風從沒關嚴的窗戶縫裡鑽進來,吹得破舊的鐵門咣當作響。空氣裡彌漫着潮濕的土腥味,遲遲長夜仿佛永遠不會有盡頭。好像又回到了十五歲,總是暖不過來的手腳、擋不住風的舊棉衣、灰白冰涼的牆壁,構成了那段難捱如刀割的冬日裡的全部記憶。
生活就像一個巨大的漩渦,或許有時能掙紮着冒出個頭來,可是大部分時間都沉浮其間、随波逐流。
日複一日的絕望,無數次在天台上投下的注視,風在腳下呼嘯而過,像個危險而甜美的誘惑。
不能死……
仿佛有個聲音在他耳邊不停挽留,先是女人微弱的哭泣,然後是男人含怒的低斥。

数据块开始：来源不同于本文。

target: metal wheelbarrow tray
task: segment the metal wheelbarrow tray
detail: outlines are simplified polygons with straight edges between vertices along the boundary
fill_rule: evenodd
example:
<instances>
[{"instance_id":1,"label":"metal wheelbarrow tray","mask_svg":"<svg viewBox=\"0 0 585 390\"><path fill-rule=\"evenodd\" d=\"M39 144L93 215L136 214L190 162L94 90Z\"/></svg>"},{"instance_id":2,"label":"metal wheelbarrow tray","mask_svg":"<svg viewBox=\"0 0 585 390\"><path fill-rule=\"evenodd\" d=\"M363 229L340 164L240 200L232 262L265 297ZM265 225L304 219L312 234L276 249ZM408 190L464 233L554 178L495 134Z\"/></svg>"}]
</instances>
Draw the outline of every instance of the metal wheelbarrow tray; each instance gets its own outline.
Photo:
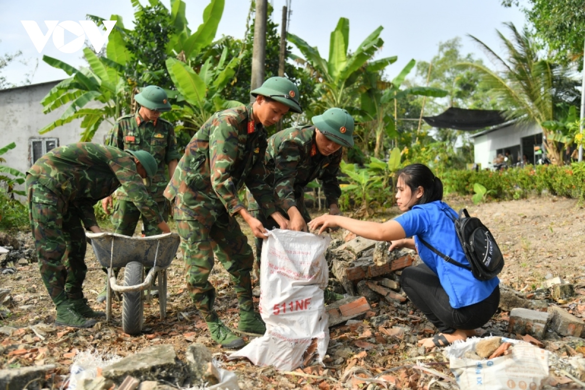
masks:
<instances>
[{"instance_id":1,"label":"metal wheelbarrow tray","mask_svg":"<svg viewBox=\"0 0 585 390\"><path fill-rule=\"evenodd\" d=\"M128 334L138 334L144 321L143 301L144 289L159 291L160 319L167 309L167 272L178 248L180 238L176 233L150 237L128 237L115 233L87 233L95 257L108 269L106 319L112 319L112 292L123 294L122 325ZM144 277L144 267L152 267ZM113 268L124 268L124 285L116 282ZM152 288L158 274L157 287ZM148 294L150 299L150 294Z\"/></svg>"}]
</instances>

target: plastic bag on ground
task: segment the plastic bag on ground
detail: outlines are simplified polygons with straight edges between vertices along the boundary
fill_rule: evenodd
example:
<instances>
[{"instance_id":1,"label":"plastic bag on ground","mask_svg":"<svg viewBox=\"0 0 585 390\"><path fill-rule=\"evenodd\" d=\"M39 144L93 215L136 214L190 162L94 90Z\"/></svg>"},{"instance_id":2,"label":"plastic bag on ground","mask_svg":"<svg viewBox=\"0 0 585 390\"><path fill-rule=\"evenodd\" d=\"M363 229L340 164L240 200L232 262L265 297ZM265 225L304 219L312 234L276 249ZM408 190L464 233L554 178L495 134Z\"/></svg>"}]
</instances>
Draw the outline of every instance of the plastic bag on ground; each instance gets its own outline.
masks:
<instances>
[{"instance_id":1,"label":"plastic bag on ground","mask_svg":"<svg viewBox=\"0 0 585 390\"><path fill-rule=\"evenodd\" d=\"M95 378L98 368L103 368L121 359L118 355L102 354L97 350L82 351L75 356L71 366L68 390L75 390L85 378Z\"/></svg>"},{"instance_id":2,"label":"plastic bag on ground","mask_svg":"<svg viewBox=\"0 0 585 390\"><path fill-rule=\"evenodd\" d=\"M291 371L316 354L322 363L329 343L324 290L329 269L324 253L331 238L275 229L262 246L260 310L266 333L230 358Z\"/></svg>"},{"instance_id":3,"label":"plastic bag on ground","mask_svg":"<svg viewBox=\"0 0 585 390\"><path fill-rule=\"evenodd\" d=\"M475 351L481 340L471 337L456 342L445 348L449 366L462 389L500 390L526 389L537 390L549 376L549 352L529 343L502 338L503 343L513 347L508 355L492 359L476 360L465 357L467 351Z\"/></svg>"}]
</instances>

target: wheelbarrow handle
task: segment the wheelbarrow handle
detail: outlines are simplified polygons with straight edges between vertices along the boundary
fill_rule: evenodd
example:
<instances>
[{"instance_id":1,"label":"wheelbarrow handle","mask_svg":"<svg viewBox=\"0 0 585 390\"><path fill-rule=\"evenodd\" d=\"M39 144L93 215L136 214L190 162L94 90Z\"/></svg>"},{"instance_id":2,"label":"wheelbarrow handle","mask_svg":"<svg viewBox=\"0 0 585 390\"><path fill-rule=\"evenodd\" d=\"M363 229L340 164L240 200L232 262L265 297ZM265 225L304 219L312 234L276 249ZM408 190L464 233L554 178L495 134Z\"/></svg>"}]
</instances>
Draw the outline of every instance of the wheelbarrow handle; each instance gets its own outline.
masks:
<instances>
[{"instance_id":1,"label":"wheelbarrow handle","mask_svg":"<svg viewBox=\"0 0 585 390\"><path fill-rule=\"evenodd\" d=\"M142 291L151 285L152 279L154 278L154 274L163 269L164 268L158 266L152 267L146 275L146 277L144 278L144 281L140 284L137 284L133 286L118 285L116 283L116 278L115 277L112 277L110 278L110 287L112 288L112 290L118 292Z\"/></svg>"}]
</instances>

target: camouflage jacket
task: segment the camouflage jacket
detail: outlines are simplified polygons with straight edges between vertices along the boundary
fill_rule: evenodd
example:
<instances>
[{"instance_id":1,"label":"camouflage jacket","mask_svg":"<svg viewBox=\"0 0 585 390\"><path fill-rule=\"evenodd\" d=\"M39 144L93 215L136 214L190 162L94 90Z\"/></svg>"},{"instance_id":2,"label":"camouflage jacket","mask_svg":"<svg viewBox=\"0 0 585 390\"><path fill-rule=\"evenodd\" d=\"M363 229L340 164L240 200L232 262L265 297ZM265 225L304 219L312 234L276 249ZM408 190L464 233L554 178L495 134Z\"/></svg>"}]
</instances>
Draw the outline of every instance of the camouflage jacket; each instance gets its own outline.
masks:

真奇怪,明明每一句都不是什麼好話,透着一股“你麻煩死了”的抱怨,卻依舊像是在拉着他的手,把他從搖搖欲墜的邊緣拖回堅固地面。
水泥地面冷硬的觸感從腳底升起,迅速蔓延到每塊突出的骨頭,仿佛全身的神經同時清醒,江可舟激靈一下,猛地從昏迷中睜開眼睛。
映入眼簾的首先是黑暗。他手腳皆被縛住,嘴巴上傳來膠帶特有的刺鼻酸味,整個人蜷在水泥地面上,身上還穿着參加晚宴時的西裝。
寒冷讓他迅速脫離了迷茫混沌的狀态,江可舟稍一回憶,立刻想起自己最後記憶清晰的片段是在西華盛景酒店的洗手間裡:他從隔間出來,走向洗手台,隻差一步就走到鏡子前時,身後隔間的門突然打開,一塊略帶甜味的手帕捂住了他的口鼻。
現在想起來,那種刺激味道大概是□□。他從清醒到完全失去意識隻有不到十秒,再度醒來,就躺在這個伸手不見五指的地方。
通常人在驟然落到這種境地時,都會忍不住胡思亂想自己吓自己,江可舟有那麼一時半會兒血都涼了,但好在綁架這事一回生二回熟,他很快接受現狀,定下心來,開始觀察周圍的環境。
風聲很響,屋子裡很冷,外面也是黑夜,不見燈光,隻能看到個模糊的窗戶輪廓,目測屋頂不算高,但是屋子應該非常寬敞。關不嚴的鐵門嘩啦作響,再綜合水泥地面來考慮,這裡是平房,位于郊外,可能在某條公路旁,或許是舊倉庫一類的地方。